The brand gained a reputation for having new, unusual, exotic strains that were always fire. Once their clientele started to become elite consumers who would spend big on the best weed, they knew they were on to something special. Even celebs sought out their flower. “The Lyfted bag has found its way to a lot of different homes,” Serpa said, without name-dropping. 

But taking those strong roots in the culture and scaling up to a recreational brand with funding required the men to do a little soul-searching. 

“As a group we tried to decide what was best for our friends and our families. We started out as just three guys, one guy growing, one guy building the setups and another guy selling it,” Serpa said. 

“Three guys turned into 30 employees. So, we thought this has turned into something, what’s the next move?” After getting numerous offers, they felt they had to make a decision “It was one thing to provide for our friends and family, but to turn it into an actual growing business and to have the opportunities to move to a new facility” required partnering with an investor. 

Serpa says the solution was to work with a company that treats them like partners. One thing  they were committed to was finding a group that let them control the direction of the Lyfted  brand and allowing boots on the ground decisions to be made in the ever-changing  marketplace of California. Transcanna was that partner.  

“Transcanna’s headquarters is located in Vancouver, BC and is comprised of our executive team  that interacts with the Capital markets and the Canadian Securities Exchange. We’re still running the day-to-day operations. We’re the ones running cannabis operations,  boots on the ground, doing the build-outs, raising capital, all kinds of stuff,” Serpa says. In fact,  Transcanna has appointed Lyfted’s Blink to the role of CEO. 

The biggest impact of the partnership has not been on their personal wealth, but rather on the ability for the brand to scale up. 

“The culture doesn’t like sell outs and buy outs and stuff like that. It’s a tough, torn thing. We tell people, hey, we didn’t sell out, we’re still here, we’re all still living in the same homes, driving the same cars, nothing’s changed,” Serpa says. “The only thing that’s changed is that we’re growing with Transcanna.”

Collabs & New Flavors Coming Down the Pike

Lyfted Farms is committed to the culture that they grew out of. They grow for indie brands like Fresca and Taste Deez Treatz, and they’ve recently founded partnership brands Donkmaster and Drink Champions.

The strain Pink Helado for the brand Taste Deez Treatz grows in Lyfted Farms’ new Modesto facility, November 2021. Photo by Ruben Paredes Jr.

Lyfted is currently growing about 35 strains in total, but with their new facility offering tons more grow space, “We’re ramping up our cultivation and we’re looking for new genetics, stuff other people don’t have,” Serpa says. 

To that end, the brand has recently been working with top cultivator in the game Seed Junky Genetics.

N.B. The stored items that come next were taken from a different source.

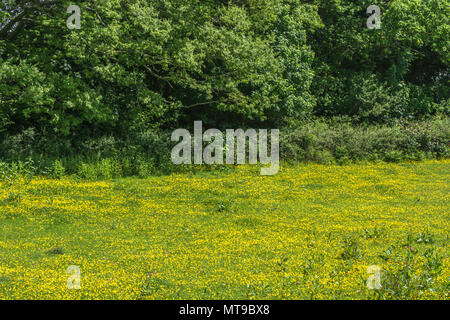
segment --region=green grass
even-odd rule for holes
[[[446,299],[449,178],[443,160],[5,181],[0,299]]]

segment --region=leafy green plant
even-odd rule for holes
[[[96,166],[93,164],[88,164],[82,162],[77,171],[77,175],[80,178],[87,179],[87,180],[96,180],[98,178],[98,172],[96,170]]]
[[[50,168],[50,176],[53,178],[61,179],[66,172],[62,162],[60,160],[55,160]]]
[[[376,292],[380,299],[417,299],[421,293],[433,290],[436,278],[442,272],[442,257],[435,248],[427,249],[422,256],[426,262],[418,263],[418,250],[407,247],[394,255],[391,267],[383,270],[382,289]]]
[[[340,257],[344,260],[358,259],[362,256],[358,241],[355,238],[345,238]]]

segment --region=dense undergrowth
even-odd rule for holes
[[[284,163],[399,162],[449,156],[450,120],[434,118],[390,125],[354,125],[322,120],[292,123],[280,130],[280,159]],[[170,160],[175,143],[168,132],[142,132],[129,141],[113,137],[86,139],[80,153],[58,156],[38,153],[44,144],[32,130],[1,143],[0,172],[59,178],[77,175],[89,180],[124,176],[148,177],[171,172],[232,170],[232,166],[176,166]],[[47,146],[47,149],[49,147]],[[75,149],[76,150],[76,149]]]

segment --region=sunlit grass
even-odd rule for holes
[[[449,160],[2,182],[0,299],[448,298],[448,181]]]

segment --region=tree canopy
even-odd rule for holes
[[[448,0],[0,2],[0,134],[449,112]]]

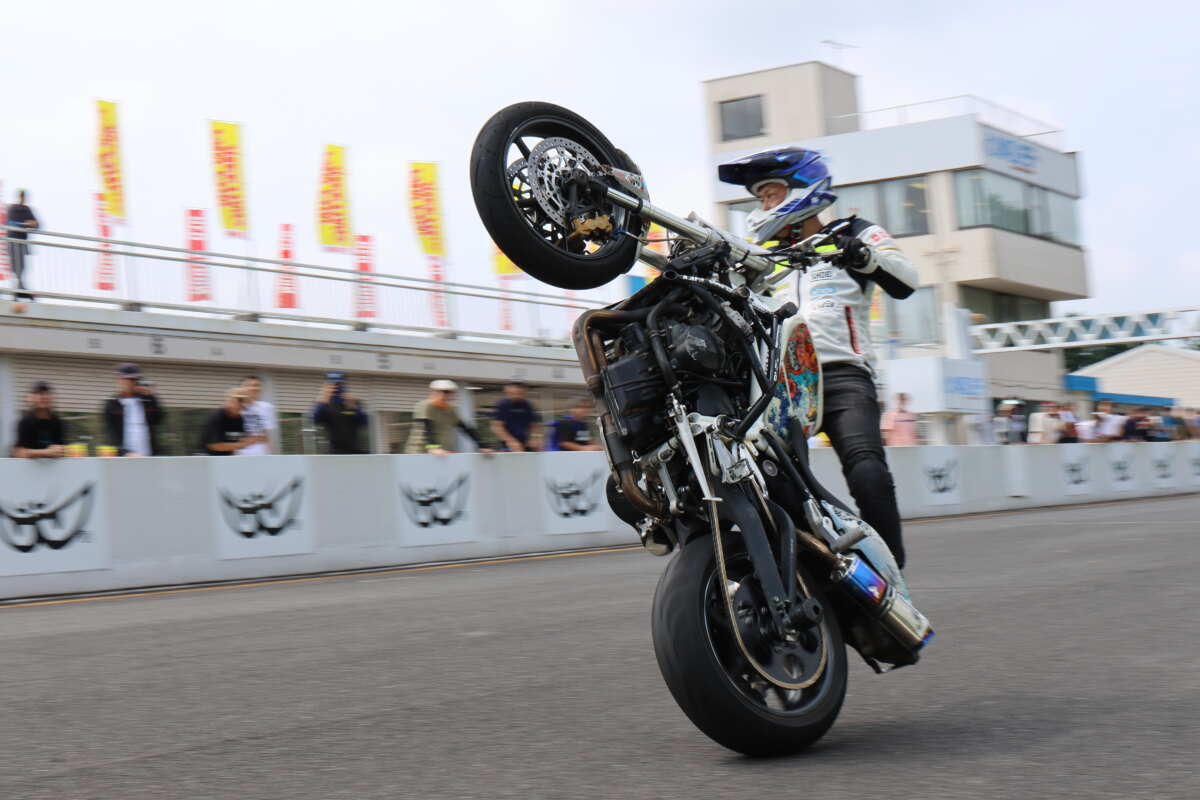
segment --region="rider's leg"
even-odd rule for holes
[[[824,384],[821,429],[837,451],[842,474],[863,520],[879,532],[896,563],[903,567],[900,510],[879,433],[875,382],[860,367],[838,364],[825,369]]]

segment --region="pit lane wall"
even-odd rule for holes
[[[1200,442],[888,453],[905,517],[1200,491]],[[817,474],[844,497],[836,456]],[[0,459],[0,598],[634,544],[600,453]]]

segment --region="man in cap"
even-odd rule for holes
[[[6,225],[18,228],[19,230],[8,231],[8,260],[12,264],[13,277],[17,279],[17,302],[13,304],[13,311],[20,314],[25,310],[25,304],[22,300],[33,300],[33,295],[25,291],[25,269],[29,261],[29,231],[36,230],[40,227],[37,215],[33,213],[33,209],[25,203],[26,192],[21,189],[17,192],[17,202],[8,207]],[[0,231],[4,233],[4,231]]]
[[[325,373],[325,385],[312,410],[313,422],[325,428],[331,455],[366,453],[360,444],[367,426],[367,412],[357,397],[346,388],[346,373],[331,369]]]
[[[17,423],[17,458],[61,458],[66,455],[66,427],[54,413],[50,384],[38,381],[29,390],[29,410]]]
[[[157,429],[167,412],[154,394],[154,384],[142,377],[137,364],[121,364],[116,378],[117,394],[104,404],[108,443],[119,456],[157,455]]]
[[[231,456],[267,440],[265,433],[246,430],[245,410],[250,397],[244,389],[225,392],[225,405],[213,412],[204,426],[200,444],[210,456]]]
[[[458,384],[440,378],[429,384],[429,396],[413,409],[412,433],[408,437],[408,453],[433,453],[444,456],[457,449],[458,434],[464,433],[481,453],[491,450],[481,446],[479,434],[458,415],[454,395]]]

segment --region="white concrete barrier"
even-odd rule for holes
[[[888,452],[924,517],[1200,491],[1200,442]],[[820,479],[849,499],[836,455]],[[0,459],[0,598],[632,544],[601,453]]]

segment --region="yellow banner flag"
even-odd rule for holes
[[[427,256],[446,255],[442,238],[442,202],[438,190],[437,164],[414,161],[410,170],[413,223],[421,250]]]
[[[236,122],[211,122],[213,177],[221,227],[230,236],[250,232],[246,213],[246,183],[242,175],[242,126]]]
[[[336,144],[325,145],[325,158],[321,162],[317,231],[324,247],[341,249],[354,245],[346,191],[346,148]]]
[[[104,213],[114,222],[125,219],[125,181],[121,175],[121,140],[117,132],[117,104],[97,100],[100,126],[96,140],[96,166],[104,194]]]
[[[504,251],[499,247],[492,245],[495,252],[492,254],[492,264],[495,266],[497,275],[524,275],[521,268],[512,262],[512,259],[504,255]]]

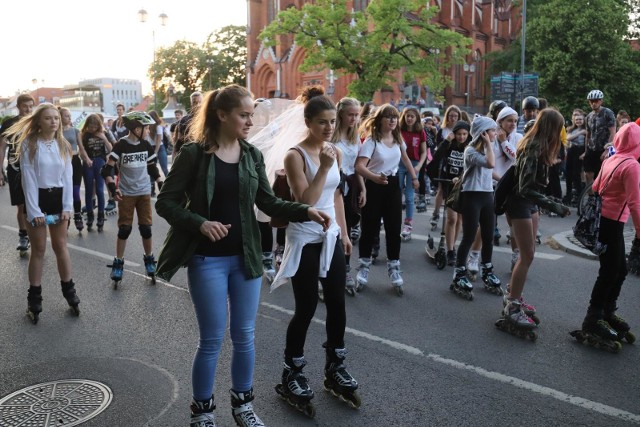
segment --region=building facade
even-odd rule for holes
[[[100,90],[102,113],[116,115],[116,105],[123,104],[125,111],[142,102],[142,83],[134,79],[101,77],[79,82],[79,86],[95,86]]]
[[[333,99],[347,95],[353,75],[338,76],[327,69],[322,72],[299,71],[305,51],[293,42],[293,36],[280,36],[274,47],[266,47],[258,35],[285,7],[300,8],[309,0],[247,0],[247,85],[256,97],[295,98],[307,85],[321,84]],[[347,8],[365,9],[370,0],[352,0]],[[376,103],[399,100],[425,100],[425,106],[465,106],[470,111],[486,111],[490,102],[489,76],[484,55],[504,49],[521,30],[519,10],[510,1],[502,0],[427,0],[440,11],[434,24],[456,31],[471,39],[466,64],[452,67],[448,72],[453,81],[442,93],[431,93],[418,82],[405,82],[398,73],[397,84],[391,90],[377,92]],[[366,100],[361,100],[366,101]]]

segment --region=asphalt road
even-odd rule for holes
[[[107,385],[113,399],[83,425],[188,425],[197,327],[184,271],[170,284],[151,285],[143,274],[142,247],[134,228],[124,281],[114,290],[106,264],[115,248],[115,218],[109,217],[102,234],[79,235],[72,226],[69,245],[81,315],[75,318],[67,309],[49,247],[44,310],[33,325],[25,315],[27,260],[15,250],[15,208],[9,206],[6,188],[0,189],[0,205],[0,398],[33,384],[87,379]],[[315,419],[276,395],[273,387],[281,374],[293,297],[288,286],[269,293],[265,285],[257,320],[254,404],[268,426],[640,423],[638,345],[625,344],[619,354],[610,354],[579,345],[568,334],[584,316],[596,261],[545,244],[539,247],[525,290],[542,320],[539,339],[532,343],[494,327],[501,299],[484,291],[479,282],[471,302],[449,291],[451,268],[437,270],[424,254],[428,213],[416,215],[414,239],[403,244],[405,295],[396,296],[379,261],[372,267],[369,287],[355,298],[347,297],[347,366],[360,383],[363,404],[358,410],[322,390],[323,306],[306,343],[306,374],[316,391]],[[575,217],[544,218],[543,240],[569,229],[574,221]],[[156,217],[155,248],[167,228]],[[505,230],[504,224],[501,228]],[[510,253],[502,242],[494,264],[506,283]],[[619,313],[632,326],[640,325],[638,277],[628,278],[619,305]],[[227,392],[229,355],[227,339],[216,380],[219,426],[234,425]],[[0,408],[0,426],[19,425],[16,416]]]

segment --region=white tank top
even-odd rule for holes
[[[355,166],[360,144],[349,144],[347,141],[338,141],[335,145],[342,151],[342,172],[346,175],[356,173]]]

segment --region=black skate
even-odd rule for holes
[[[282,383],[276,385],[276,393],[289,405],[313,418],[316,416],[316,408],[311,403],[314,393],[309,387],[309,380],[302,373],[306,364],[304,357],[287,358],[282,371]]]
[[[456,267],[454,269],[453,282],[449,285],[449,289],[454,294],[473,301],[473,285],[467,278],[466,267]]]
[[[615,313],[605,315],[604,320],[616,331],[618,341],[626,340],[629,344],[636,342],[636,336],[630,331],[629,324]]]
[[[431,216],[431,220],[429,221],[429,223],[431,224],[431,231],[436,231],[436,228],[438,228],[439,219],[440,219],[440,214],[438,212],[433,212],[433,215]]]
[[[356,391],[358,382],[347,372],[344,366],[346,349],[327,348],[327,364],[324,368],[324,389],[346,402],[352,408],[359,408],[362,400]]]
[[[93,211],[87,212],[87,231],[93,231]]]
[[[118,213],[118,209],[116,208],[116,201],[113,199],[109,199],[107,204],[104,207],[104,213],[107,215],[115,215]]]
[[[118,285],[122,281],[122,274],[124,273],[124,259],[113,258],[113,263],[107,264],[107,267],[111,269],[113,289],[118,289]]]
[[[611,353],[618,353],[622,348],[616,331],[602,319],[585,319],[582,329],[571,331],[569,334],[579,343],[586,343]]]
[[[216,405],[213,401],[213,396],[209,400],[195,400],[191,401],[191,421],[190,427],[215,427],[216,420],[213,411],[216,409]]]
[[[373,239],[373,246],[371,246],[371,265],[376,263],[378,255],[380,255],[380,236]]]
[[[16,250],[20,253],[20,258],[24,258],[29,253],[29,248],[31,247],[31,243],[29,242],[29,236],[27,235],[27,230],[18,231],[18,246]]]
[[[360,240],[360,224],[356,224],[351,227],[351,231],[349,232],[349,238],[351,239],[351,244],[355,245]]]
[[[84,221],[82,220],[82,214],[80,212],[73,214],[73,223],[78,232],[81,232],[84,229]]]
[[[495,323],[496,328],[520,338],[538,339],[538,325],[522,310],[519,300],[509,300],[502,310],[502,317]]]
[[[267,283],[271,284],[276,277],[276,267],[273,265],[273,252],[262,252],[262,272]]]
[[[104,229],[104,212],[98,212],[98,220],[96,221],[96,228],[98,233],[102,233]]]
[[[498,230],[498,227],[496,227],[493,231],[493,246],[500,246],[501,237],[502,235],[500,235],[500,230]]]
[[[416,211],[423,213],[427,211],[427,200],[423,195],[418,196],[418,202],[416,203]]]
[[[147,272],[147,277],[149,277],[149,280],[151,280],[151,284],[155,285],[156,284],[156,260],[153,257],[153,254],[145,255],[143,259],[144,259],[144,268]]]
[[[493,264],[481,264],[482,265],[482,281],[484,282],[484,288],[492,294],[502,296],[504,292],[500,285],[500,279],[493,274]]]
[[[246,392],[229,390],[231,393],[231,414],[240,427],[264,427],[264,423],[253,410],[253,389]]]
[[[38,323],[40,313],[42,313],[42,287],[29,286],[27,294],[27,315],[35,325]]]
[[[76,295],[76,284],[73,283],[73,280],[69,280],[68,282],[60,281],[60,287],[62,288],[62,296],[67,300],[73,314],[80,316],[80,309],[78,308],[80,299],[78,295]]]

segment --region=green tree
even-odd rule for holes
[[[215,31],[207,38],[204,48],[207,75],[204,76],[203,87],[215,89],[232,83],[246,84],[246,27],[229,25]]]
[[[640,53],[626,36],[628,8],[618,0],[589,0],[576,7],[547,0],[528,25],[527,51],[540,73],[540,93],[569,114],[586,107],[586,95],[598,88],[614,111],[640,112]],[[624,82],[633,82],[624,84]]]
[[[371,99],[400,70],[405,81],[419,80],[439,92],[451,83],[443,69],[464,60],[471,40],[434,25],[436,13],[422,0],[372,0],[353,13],[346,0],[317,0],[280,11],[260,38],[273,46],[277,36],[293,35],[306,50],[302,71],[355,74],[349,93],[359,99]]]

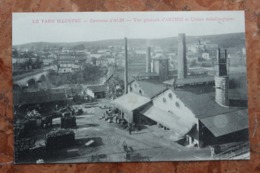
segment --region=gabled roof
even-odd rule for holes
[[[197,84],[214,82],[214,76],[200,76],[200,77],[188,77],[185,79],[176,79],[177,85]]]
[[[93,92],[104,92],[106,90],[105,85],[91,85],[87,86],[87,88]]]
[[[172,89],[176,96],[195,114],[198,119],[241,111],[245,108],[223,107],[215,102],[213,86],[192,86]]]
[[[200,119],[215,136],[223,136],[248,128],[247,109]]]
[[[176,132],[180,138],[188,133],[193,125],[188,121],[182,121],[182,119],[180,119],[180,117],[174,113],[167,112],[156,107],[155,105],[147,107],[146,109],[142,110],[141,113],[146,117],[162,124],[163,126],[174,130],[174,132]]]
[[[173,78],[173,79],[166,80],[163,83],[166,85],[174,86],[175,82],[176,82],[176,78]]]
[[[144,95],[153,98],[161,92],[165,91],[166,86],[158,80],[135,80],[144,91]]]
[[[151,99],[149,99],[149,98],[137,95],[133,92],[130,92],[121,97],[118,97],[113,102],[116,105],[118,105],[128,111],[134,111],[134,110],[144,106],[145,104],[149,103],[150,101],[151,101]]]

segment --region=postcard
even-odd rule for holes
[[[243,11],[13,13],[15,163],[250,159]]]

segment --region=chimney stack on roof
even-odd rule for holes
[[[185,34],[178,35],[178,79],[187,77],[186,39]]]

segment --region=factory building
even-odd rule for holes
[[[105,98],[106,97],[106,85],[87,86],[85,92],[91,98],[97,98],[97,99]]]
[[[171,130],[183,145],[205,147],[247,140],[247,105],[240,104],[247,98],[241,102],[241,90],[229,86],[226,50],[216,50],[215,76],[188,76],[184,34],[179,34],[178,42],[176,77],[169,79],[168,59],[151,59],[148,47],[146,76],[128,83],[128,94],[114,100],[116,107],[128,115],[129,123],[147,118]],[[239,104],[234,106],[231,103],[236,99]]]

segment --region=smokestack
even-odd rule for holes
[[[125,37],[125,94],[128,93],[128,53],[127,53],[127,38]]]
[[[187,77],[185,34],[178,35],[178,79]]]
[[[227,76],[227,50],[217,49],[217,76]]]
[[[165,81],[169,75],[169,59],[163,58],[159,60],[159,80]]]
[[[147,47],[147,53],[146,53],[146,72],[151,72],[151,47]]]
[[[215,76],[215,101],[221,106],[229,106],[227,73],[227,51],[217,49],[217,72]]]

They’re already harvesting versions of London Pound Cake x Jealousy, Grape Pie x Bacio, Bacio, and Oreoz, all of which are testing in the high 20s and low 30s (% THC). 

Keeping a constant supply of new genetics is the name of the game, these days. “This cannabis market changes overnight,” Serpa said. “We’re always growing different genetics so when things change we can pivot with the climate of the industry at the time.”

And with the scale-up in production, Serpa hopes to address another nagging problem in the industry: high prices. Although they grow top shelf weed, Lyfted has always been about offering good product to the community. 

“We’re expanding and we’re hoping that as we expand, we can drop the prices for the people. We’re trying to get those prices down,” Serpa said, noting that there’s currently a big shakeup in the industry at the moment. 

“Even before the market shakeup, we said we need to get this price point down. Because this weed is supposed to be for everybody.”

Look for new fire strains, lower prices, and expanded availability in the next year as Lyfted continues its legacy as a premier California weed brand.